Maria Castellucci was once one of the best junior golfers in the nation. Now, as new head coach of the girls program at Windermere High, she hopes to pass on her knowledge to the Lady Wolverines.
The youngest of seven sisters — the “Golfing Castelluccis,” her father called them — Maria Castellucci has been competitive about golf since she picked up the game at age 2.
One of the most decorated junior golfers in Central Florida history, Castellucci spent her teen years stacking up junior tour wins and All-American recognitions — whether it was from Ping, Golf Magazine or another publication.
She briefly attended Dr. Phillips High, where she is still tied for the girls golf program’s record for lowest round, and finished her career at Oak Ridge High, where she was the No. 1 for the boys golf team.
In 1990, when she was a senior, the American Junior Golf Association recognized her an award given to the player with the lowest stroke-average throughout the year. The winner of the girls award, she was flown to New York, where she met the player who had won the boys award — a promising teenage golfer named Tiger Woods.
Regarded as one of the best — if not the best — junior golfer in the country in 1990, Castellucci went on to play for Florida State University and later on the LPGA Futures’ Tour (now the Symetra Tour) and the LPGA.
It’s safe to say Castellucci — the new head coach for the girls golf program at Windermere High — brings valuable experience to the Lady Wolverines.
And through the beginning stretch of the season, at least, she is having a blast leading the team.
“I love it — I wouldn’t trade it for the world,” Castellucci said. “My girls are great.”
Castellucci comes to Windermere from The Master’s Academy in Oviedo, where she had been hired to coach the girls program. When the small private school did not have enough girls to field a varsity team, she instead served as an assistant to the boys team. Eric Bacon, who is the boys coach at Windermere, also worked previously at The Master’s Academy. When the Wolverines were in need of girls coach, he recommended Castellucci.
“When this opportunity came up, to actually be able to coach a competitive girls team, I was excited — I couldn’t wait,” Castellucci said.
Castellucci has taken over a program that, despite being in its second year of existence, already has expectations. The team nearly missed out on making it to state in 2017 and won district and Metro West Conference championships.
“I can help them with nerves and golf-course management. Things that took me forever to learn, I can pass on to them at an early stage.”
In addition to her extensive experience as a player, though, Castellucci said she is confident she can help her girls with the mental side of golf. After all, she has a doctoral degree in counseling and psychology.
“Not only can I help them develop their games, but I can also help them develop their minds,” she said. “I can help them with nerves and golf-course management. Things that took me forever to learn, I can pass on to them at an early stage.”

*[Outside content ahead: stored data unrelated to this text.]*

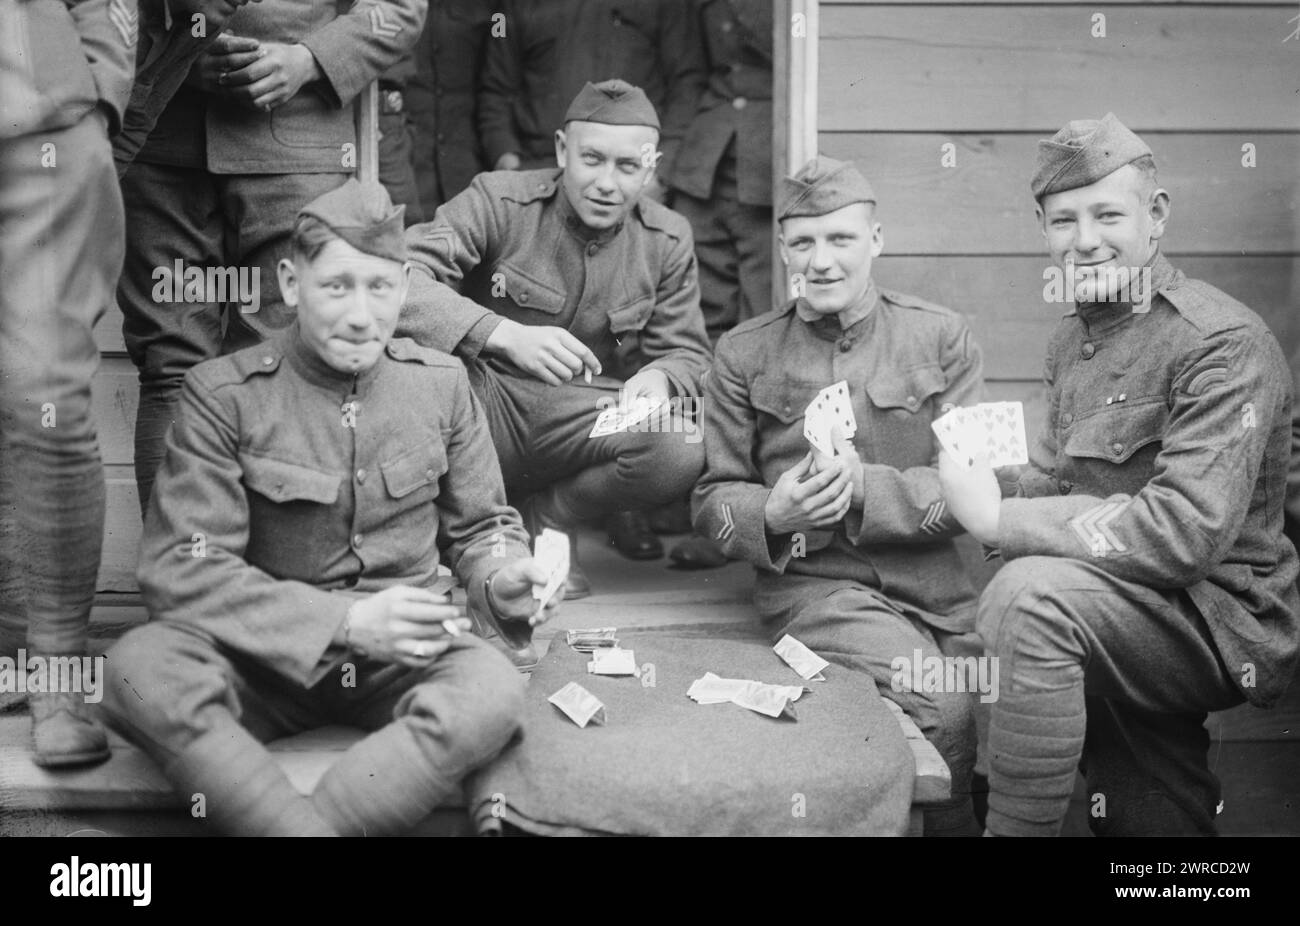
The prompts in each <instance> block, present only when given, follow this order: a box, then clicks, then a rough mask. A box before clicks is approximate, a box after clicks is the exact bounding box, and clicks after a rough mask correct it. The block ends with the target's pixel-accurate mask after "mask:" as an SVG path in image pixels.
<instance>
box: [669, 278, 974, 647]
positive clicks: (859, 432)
mask: <svg viewBox="0 0 1300 926" xmlns="http://www.w3.org/2000/svg"><path fill="white" fill-rule="evenodd" d="M868 298H871V294H868ZM982 369H983V359H982V355H980V350H979V347H978V345H976V343H975V341H974V339H972V338H971V334H970V329H969V326H967V324H966V321H965V319H962V316H959V315H957V313H956V312H952V311H949V310H946V308H943V307H940V306H933V304H931V303H927V302H924V300H922V299H917V298H913V297H909V295H904V294H901V293H893V291H891V290H884V289H881V290H879V298H878V299H876V303H875V308H874V310H872V311H871V313H870V315H867V317H865V319H862V320H859V321H858V323H855V324H854V325H852V326H850V328H849V329H846V330H845V329H841V326H840V320H839V319H837V317H823V319H818V320H816V321H805V320H803V319H802V317H800V313H798V310H797V303H796V302H790V303H788V304H787V306H785V307H784V308H780V310H776V311H774V312H768V313H766V315H762V316H759V317H757V319H753V320H750V321H745V323H742V324H740V325H737V326H736V328H735V329H732V330H731V332H728V333H727V334H724V336H723V338H722V339H720V341H719V342H718V351H716V354H715V356H714V367H712V372H711V373H710V376H708V384H707V390H706V394H705V402H703V410H705V428H703V430H705V451H706V456H707V463H706V466H705V475H703V476H702V477H701V480H699V483H698V484H697V486H695V492H694V496H693V498H692V507H693V512H694V523H695V527H697V528H698V529H699V531H701V532H702V533H705V535H706V536H710V537H715V538H718V540H719V541H720V542H722V545H723V549H725V550H727V553H728V555H731V557H733V558H737V559H746V561H749V562H750V563H753V564H754V566H755V567H757V568H758V581H759V593H761V594H776V596H777V597H780V588H781V587H783V584H784V587H788V588H789V589H793V590H792V594H815V596H816V597H826V596H827V594H829V593H831V592H832V590H833V588H828V587H824V585H819V587H816V588H810V583H806V581H790V580H789V577H790V576H805V577H807V576H811V577H816V579H823V580H827V581H828V583H835V584H842V585H867V587H871V588H876V589H881V590H883V592H885V593H887V594H888V596H889V597H891V598H892V600H894V601H896V602H898V603H900V605H902V606H904V607H905V609H906V610H910V611H911V613H915V614H917V616H920V618H922V619H926V620H927V622H928V623H932V624H935V626H936V627H940V628H943V629H948V631H954V632H966V631H970V629H972V627H974V605H975V592H974V588H972V587H971V584H970V581H969V579H967V577H966V575H965V572H963V568H962V562H961V559H959V557H958V553H957V549H956V546H954V544H953V540H952V538H953V536H954V535H957V533H959V532H961V527H959V525H958V524H957V522H956V519H953V518H952V516H950V515H949V514H948V512H946V506H945V503H944V501H943V493H941V490H940V485H939V471H937V470H936V468H935V463H936V459H937V440H936V438H935V436H933V432H932V430H931V427H930V423H931V421H932V420H935V419H936V417H939V416H940V415H941V414H943V412H944V411H945V410H946V406H953V404H957V406H967V404H975V403H978V402H979V401H980V399H982V391H983V382H982ZM840 380H846V381H848V384H849V393H850V398H852V402H853V414H854V417H855V420H857V424H858V432H857V434H855V436H854V438H853V443H854V447H855V449H857V451H858V454H859V456H861V458H862V463H863V476H865V479H863V483H865V499H863V503H862V507H859V509H857V510H850V511H849V514H848V515H845V518H844V519H842V520H841V522H840V523H839V524H837V525H836V528H835V529H833V531H813V532H809V533H807V535H806V536H803V537H800V535H797V533H796V535H784V536H772V535H770V533H767V531H766V527H764V515H763V509H764V506H766V505H767V498H768V496H770V494H771V490H772V486H774V485H775V484H776V480H777V477H780V475H781V473H783V472H785V471H787V470H789V468H790V467H793V466H794V464H796V463H798V462H800V459H802V456H803V455H805V454H806V453H807V451H809V450H810V445H809V442H807V438H805V437H803V410H805V408H806V407H807V404H809V403H810V402H811V401H813V398H814V397H815V395H816V394H818V391H820V390H822V389H824V388H826V386H829V385H832V384H835V382H839V381H840ZM801 548H802V549H801ZM801 553H802V554H803V555H798V554H801ZM772 585H775V588H772Z"/></svg>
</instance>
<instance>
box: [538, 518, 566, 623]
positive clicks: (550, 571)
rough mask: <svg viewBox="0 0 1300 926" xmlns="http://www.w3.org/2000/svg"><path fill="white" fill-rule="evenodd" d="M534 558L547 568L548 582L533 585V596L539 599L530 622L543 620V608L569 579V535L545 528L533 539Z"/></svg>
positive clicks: (546, 574)
mask: <svg viewBox="0 0 1300 926" xmlns="http://www.w3.org/2000/svg"><path fill="white" fill-rule="evenodd" d="M533 558H534V559H536V561H537V562H538V563H541V566H542V568H543V570H546V584H545V585H533V598H536V600H537V614H534V615H533V618H532V620H530V623H533V624H536V623H538V622H539V620H541V616H542V610H543V609H545V607H546V605H547V602H549V601H550V600H551V598H552V597H554V596H555V593H556V592H558V590H559V588H560V585H563V584H564V580H565V579H568V567H569V551H568V535H565V533H562V532H559V531H552V529H551V528H546V529H543V531H542V532H541V533H539V535H537V540H534V541H533Z"/></svg>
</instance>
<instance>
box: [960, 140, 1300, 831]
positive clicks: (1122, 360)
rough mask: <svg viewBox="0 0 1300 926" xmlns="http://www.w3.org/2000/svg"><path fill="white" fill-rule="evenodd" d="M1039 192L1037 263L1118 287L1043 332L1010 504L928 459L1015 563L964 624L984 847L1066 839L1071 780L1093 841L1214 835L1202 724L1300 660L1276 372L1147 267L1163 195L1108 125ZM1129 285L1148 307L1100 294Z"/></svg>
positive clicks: (1249, 334) (1065, 154) (1268, 341)
mask: <svg viewBox="0 0 1300 926" xmlns="http://www.w3.org/2000/svg"><path fill="white" fill-rule="evenodd" d="M1031 189H1032V192H1034V198H1035V200H1036V202H1037V216H1039V220H1040V221H1041V222H1043V234H1044V237H1045V239H1047V245H1048V251H1049V252H1050V255H1052V261H1053V263H1054V264H1057V265H1060V267H1062V268H1069V267H1070V265H1074V267H1075V272H1080V268H1101V269H1106V271H1110V272H1112V273H1110V280H1109V282H1105V284H1104V285H1101V286H1095V285H1091V282H1089V286H1088V289H1091V290H1092V297H1093V299H1092V300H1089V302H1084V300H1083V295H1082V293H1083V290H1079V289H1076V290H1075V291H1074V293H1073V295H1074V297H1075V299H1076V304H1075V310H1074V311H1073V312H1070V313H1067V315H1066V316H1065V317H1063V319H1062V321H1061V324H1060V325H1058V328H1057V330H1056V333H1054V336H1053V337H1052V341H1050V345H1049V347H1048V358H1047V384H1048V389H1049V401H1050V408H1049V415H1048V421H1047V428H1045V430H1044V433H1043V434H1041V437H1040V438H1039V440H1037V442H1036V446H1035V449H1034V451H1032V454H1031V460H1030V467H1028V468H1027V471H1026V472H1024V473H1023V475H1022V476H1021V479H1019V483H1018V486H1017V492H1015V497H1011V498H1006V499H1002V497H1001V493H1000V490H998V483H997V480H996V479H995V475H993V471H992V470H991V468H989V467H988V464H987V462H985V460H984V459H983V458H979V456H978V458H976V460H975V463H974V466H972V467H970V468H963V467H962V464H959V463H958V462H957V460H954V459H953V458H952V456H949V455H948V454H946V453H945V454H944V455H943V456H941V459H940V475H941V476H943V480H944V494H945V498H946V499H948V503H949V507H950V510H952V514H953V516H956V518H957V519H958V520H961V523H962V524H965V525H966V528H967V531H970V533H971V535H974V536H975V537H976V538H978V540H980V541H982V542H984V544H985V545H988V546H991V548H998V549H1000V550H1001V555H1002V558H1004V559H1006V561H1008V563H1006V566H1004V567H1002V570H1001V571H1000V572H998V574H997V575H996V576H995V577H993V581H992V583H991V584H989V585H988V588H987V589H985V590H984V594H983V597H982V598H980V605H979V616H978V623H979V631H980V635H982V636H983V637H984V641H985V644H987V645H988V648H989V649H991V650H992V653H993V654H995V655H997V657H1000V658H1001V666H1002V671H1001V674H1000V683H1001V691H1000V696H998V700H997V701H995V702H993V709H992V721H991V731H989V756H991V769H989V773H991V774H989V786H991V788H989V812H988V822H987V827H988V832H989V834H992V835H1054V834H1057V832H1060V830H1061V823H1062V819H1063V817H1065V814H1066V809H1067V806H1069V802H1070V793H1071V788H1073V786H1074V778H1075V767H1076V766H1080V763H1082V767H1083V770H1084V774H1086V776H1087V779H1088V793H1089V796H1091V801H1092V810H1093V813H1091V814H1089V823H1091V826H1092V828H1093V831H1095V832H1097V834H1100V835H1213V832H1214V817H1216V806H1217V805H1218V802H1219V787H1218V780H1217V779H1216V778H1214V775H1213V773H1212V771H1210V769H1209V766H1208V765H1206V750H1208V748H1209V735H1208V732H1206V730H1205V726H1204V724H1205V715H1206V713H1208V711H1216V710H1223V709H1226V708H1230V706H1232V705H1236V704H1240V702H1242V701H1243V698H1244V700H1247V701H1249V702H1252V704H1255V705H1258V706H1269V705H1270V704H1273V702H1274V701H1277V698H1278V697H1279V696H1281V694H1282V693H1283V691H1284V689H1286V688H1287V684H1288V683H1290V681H1291V679H1292V678H1294V675H1295V668H1296V657H1297V652H1300V649H1297V644H1300V613H1297V607H1300V597H1297V594H1296V588H1295V579H1296V572H1297V559H1296V551H1295V548H1292V545H1291V544H1290V542H1288V541H1287V540H1286V538H1284V537H1283V535H1282V514H1283V507H1282V506H1283V498H1284V494H1286V460H1287V451H1288V449H1290V445H1291V411H1290V410H1291V399H1292V395H1291V381H1290V376H1288V373H1287V364H1286V359H1284V358H1283V355H1282V350H1281V347H1279V346H1278V342H1277V339H1275V338H1274V336H1273V334H1271V333H1270V332H1269V329H1268V328H1266V326H1265V324H1264V323H1262V321H1261V320H1260V317H1258V316H1257V315H1256V313H1255V312H1252V311H1251V310H1249V308H1247V307H1245V306H1243V304H1242V303H1239V302H1236V300H1235V299H1232V298H1231V297H1229V295H1226V294H1223V293H1221V291H1219V290H1217V289H1214V287H1213V286H1210V285H1209V284H1204V282H1201V281H1199V280H1188V278H1187V277H1184V276H1183V273H1182V272H1179V271H1177V269H1174V267H1171V265H1170V264H1169V261H1167V260H1165V258H1164V256H1162V255H1161V254H1160V248H1158V242H1160V238H1161V237H1162V235H1164V234H1165V229H1166V224H1167V222H1169V216H1170V198H1169V194H1167V192H1166V191H1165V190H1162V189H1160V187H1158V185H1157V181H1156V165H1154V161H1153V160H1152V155H1151V148H1148V147H1147V144H1145V143H1144V142H1143V140H1141V139H1140V138H1138V137H1136V135H1135V134H1132V133H1131V131H1128V129H1126V127H1125V126H1123V125H1122V124H1121V122H1119V120H1117V118H1115V117H1114V116H1113V114H1108V116H1106V117H1105V118H1102V120H1100V121H1097V120H1080V121H1075V122H1070V124H1069V125H1066V126H1065V127H1063V129H1062V130H1061V131H1058V133H1057V134H1056V135H1054V137H1053V138H1050V139H1048V140H1043V142H1039V157H1037V166H1036V170H1035V174H1034V179H1032V183H1031ZM1115 271H1125V272H1126V273H1115ZM1143 271H1145V272H1149V281H1151V286H1149V290H1151V291H1149V293H1148V294H1147V295H1145V298H1143V299H1141V300H1140V302H1138V300H1134V299H1131V298H1127V299H1126V298H1125V294H1123V293H1119V291H1117V290H1115V289H1114V286H1113V284H1114V282H1117V281H1123V280H1125V278H1126V277H1127V278H1128V280H1132V278H1135V277H1136V276H1138V274H1140V272H1143ZM1084 273H1086V274H1089V276H1092V274H1097V273H1099V271H1097V269H1091V271H1084ZM1099 278H1101V280H1104V278H1102V277H1099Z"/></svg>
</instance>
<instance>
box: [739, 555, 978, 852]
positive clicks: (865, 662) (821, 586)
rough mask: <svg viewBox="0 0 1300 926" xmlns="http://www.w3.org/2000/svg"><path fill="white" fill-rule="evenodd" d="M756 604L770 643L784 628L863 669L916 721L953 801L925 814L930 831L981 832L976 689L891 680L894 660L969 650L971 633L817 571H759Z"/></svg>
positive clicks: (869, 591) (971, 641)
mask: <svg viewBox="0 0 1300 926" xmlns="http://www.w3.org/2000/svg"><path fill="white" fill-rule="evenodd" d="M754 603H755V606H757V607H758V613H759V615H761V616H762V618H763V620H764V622H766V627H767V631H768V635H770V636H771V639H772V642H776V641H777V640H779V639H780V637H781V636H783V635H785V633H789V635H790V636H793V637H794V639H796V640H798V641H800V642H802V644H803V645H805V646H807V648H809V649H811V650H813V652H814V653H816V654H818V655H820V657H822V658H824V659H826V661H827V662H831V663H833V665H837V666H844V667H846V668H852V670H854V671H859V672H866V674H867V675H870V676H871V678H872V679H874V680H875V683H876V689H878V691H879V692H880V696H881V697H885V698H889V700H891V701H893V702H894V704H897V705H898V706H900V708H902V709H904V711H905V713H906V714H907V717H910V718H911V719H913V722H914V723H915V724H917V726H918V727H919V728H920V732H922V734H924V735H926V739H927V740H928V741H930V743H931V745H933V747H935V749H936V750H937V752H939V754H940V756H941V757H943V758H944V762H945V763H946V765H948V770H949V773H950V774H952V778H953V791H952V799H950V800H949V801H946V802H945V804H941V805H937V806H933V808H928V809H927V810H926V812H924V817H926V830H924V832H926V835H927V836H974V835H978V834H979V830H978V827H976V823H975V812H974V805H972V801H971V774H972V771H974V769H975V694H972V693H970V692H927V691H905V689H902V688H905V687H904V685H894V684H893V681H894V676H896V668H894V666H893V662H894V659H896V658H898V657H902V658H905V659H907V662H909V663H910V662H911V661H913V659H914V658H915V653H917V650H920V654H922V658H923V659H924V658H927V657H936V655H963V657H965V655H972V654H974V650H975V649H976V644H975V642H974V640H972V635H969V633H967V635H954V633H945V632H943V631H940V629H936V628H933V627H930V626H928V624H926V623H924V622H923V620H920V619H919V618H918V616H917V615H911V614H907V613H905V610H904V609H900V607H898V605H896V603H894V602H893V601H891V600H889V597H888V596H887V594H884V593H883V592H880V590H879V589H875V588H870V587H867V585H855V584H853V583H846V581H841V580H836V579H820V577H816V576H797V575H784V576H766V575H763V576H761V577H759V581H758V584H757V585H755V589H754Z"/></svg>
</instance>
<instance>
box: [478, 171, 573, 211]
mask: <svg viewBox="0 0 1300 926" xmlns="http://www.w3.org/2000/svg"><path fill="white" fill-rule="evenodd" d="M559 177H560V172H559V168H550V169H546V170H493V172H490V173H484V174H478V178H480V181H478V182H481V183H482V185H484V189H485V190H486V192H487V194H489V195H490V196H493V199H504V200H510V202H511V203H536V202H538V200H541V199H550V198H551V196H554V195H555V191H556V190H558V189H559Z"/></svg>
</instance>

The Wolverines’ new coach is excited but also busy. Castellucci is a full-time program supervisor at Eckerd Connects Project Bridge, a program that helps youth who were in residential juvenile justice programs transition back into their communities. She owns a business, Kiddie Kaddie, helps out with US Kidz Golf in Orlando and does instruction.
It all makes for several spinning plates, but she said her team has been understanding — and helpful.
“Believe me, there are things that fall through the cracks,” Castellucci said. “That’s one of the things I love about this team — the girls help me, as well as the parents. I really have a great group here.”
More than anything else, Castellucci said her goals for the program center around getting her girls to college and competing for Division I and Division II college programs.
Of course, as competitive as she as a junior and collegiate golfer, she wants her girls to win, too.
“I wish I could say I’ve mellowed with age, but I’m still about as competitive as you can be,” Castellucci said with a laugh. “I want them to win — I want them to do well. These girls can do it.”